The Lord's Joy, the Disciples' Salvation (vv. 21-24)  Jesus' dramatic words express his great joy, even though he was resolutely set on going to Jerusalem where he'd be rejected and killed. In what could our Lord rejoice? What was the source of his joy?

In v. 21, the Lord's praise is directed to the Father while the disciples looked on. In v. 22, he speaks to the disciples, yet his words relate to his words of praise to the Father in the previous verse. The basis of our Lord's joy is severalfold: (1) The Lord Jesus had abundant joy through the ministry of the Holy Spirit; (2) He had great joy in the salvation of his men; (3) He had great joy in the sovereignty of the Father, which resulted in his revealing his salvation to some and concealing it from others; (4) He further rejoiced because it was the Father's "good pleasure" to accomplish salvation for some through Jesus.

The disciples were to find joy in their salvation, not in demon submission.
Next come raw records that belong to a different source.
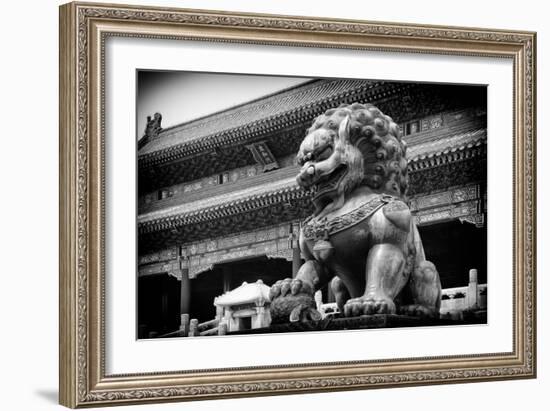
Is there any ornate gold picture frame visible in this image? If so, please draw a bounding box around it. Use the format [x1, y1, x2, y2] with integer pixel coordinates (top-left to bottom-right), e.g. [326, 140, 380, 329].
[59, 3, 536, 408]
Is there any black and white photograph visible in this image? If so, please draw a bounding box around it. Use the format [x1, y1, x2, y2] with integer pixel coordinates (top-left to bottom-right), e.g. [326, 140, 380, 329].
[136, 70, 488, 339]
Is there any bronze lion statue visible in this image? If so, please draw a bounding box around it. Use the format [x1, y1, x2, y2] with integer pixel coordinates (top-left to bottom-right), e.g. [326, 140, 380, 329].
[270, 103, 441, 323]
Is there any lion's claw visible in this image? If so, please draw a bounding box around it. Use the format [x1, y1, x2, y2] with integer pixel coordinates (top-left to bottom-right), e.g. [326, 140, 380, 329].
[269, 278, 321, 323]
[399, 304, 436, 318]
[344, 296, 396, 317]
This joyful salvation is viewed from one last perspective — of Old Testament saints who looked forward to it (vv. 23–24). The disciples have many reasons to rejoice in their salvation: Their names are written down in heaven and their salvation is eternally certain and secure because it's the good pleasure of the Father and the cause of the Son's rejoicing. They've been privileged to recognize and receive Jesus as the Messiah, though the wise and learned haven't. Now, the disciples are told that they can also rejoice in that salvation. What they've seen and heard is what the Old Testament saints yearned to see, but didn't. What a privilege these men were given; being able to see with their eyes and to hear with their ears the fulfillment of the hope of the ages. What a wholesome and meaningful reason to be joyful in life!

It Makes You Wonder . . . .

  • Q. 1  Why does Jesus pair up the disciples he sends out (v. 1)? What application does this have today?
  • Q. 2  What was it that prompted Jesus to be filled with joy in v. 21?

This Week's Passage
Luke 10:1–24

New International Version (NIV) [To view it in a different version, click here; also listen to chapter 10.]

Jesus Sends Out the Seventy-Two

10 After this the Lord appointed seventy-two others and sent them two by two ahead of him to every town and place where he was about to go. 2He told them, "The harvest is plentiful, but the workers are few. Ask the Lord of the harvest, therefore, to send out workers into his harvest field. 3Go! I am sending you out like lambs among wolves. 4Do not take a purse or bag or sandals; and do not greet anyone on the road.

5"When you enter a house, first say, 'Peace to this house.' 6If someone who promotes peace is there, your peace will rest on them; if not, it will return to you. 7Stay there, eating and drinking whatever they give you, for the worker deserves his wages. Do not move around from house to house.

8"When you enter a town and are welcomed, eat what is offered to you. 9Heal the sick who are there and tell them, 'The kingdom of God has come near to you.' 10But when you enter a town and are not welcomed, go into its streets and say, 11'Even the dust of your town we wipe from our feet as a warning to you. Yet be sure of this: The kingdom of God has come near.' 12I tell you, it will be more bearable on that day for Sodom than for that town.

13"Woe to you, Chorazin! Woe to you, Bethsaida! For if the miracles that were performed in you had been performed in Tyre and Sidon, they would have repented long ago, sitting in sackcloth and ashes. 14But it will be more bearable for Tyre and Sidon at the judgment than for you. 15And you, Capernaum, will you be lifted to the heavens? No, you will go down to Hades.

16"Whoever listens to you listens to me; whoever rejects you rejects me; but whoever rejects me rejects him who sent me."

17The seventy-two returned with joy and said, "Lord, even the demons submit to us in your name."

18He replied, "I saw Satan fall like lightning from heaven. 19I have given you authority to trample on snakes and scorpions and to overcome all the power of the enemy; nothing will harm you. 20However, do not rejoice that the spirits submit to you, but rejoice that your names are written in heaven."

21At that time Jesus, full of joy through the Holy Spirit, said, "I praise you, Father, Lord of heaven and earth, because you have hidden these things from the wise and learned, and revealed them to little children. Yes, Father, for this is what you were pleased to do.

22"All things have been committed to me by my Father. No one knows who the Son is except the Father, and no one knows who the Father is except the Son and those to whom the Son chooses to reveal him."

23Then he turned to his disciples and said privately, "Blessed are the eyes that see what you see. 24For I tell you that many prophets and kings wanted to see what you see but did not see it, and to hear what you hear but did not hear it."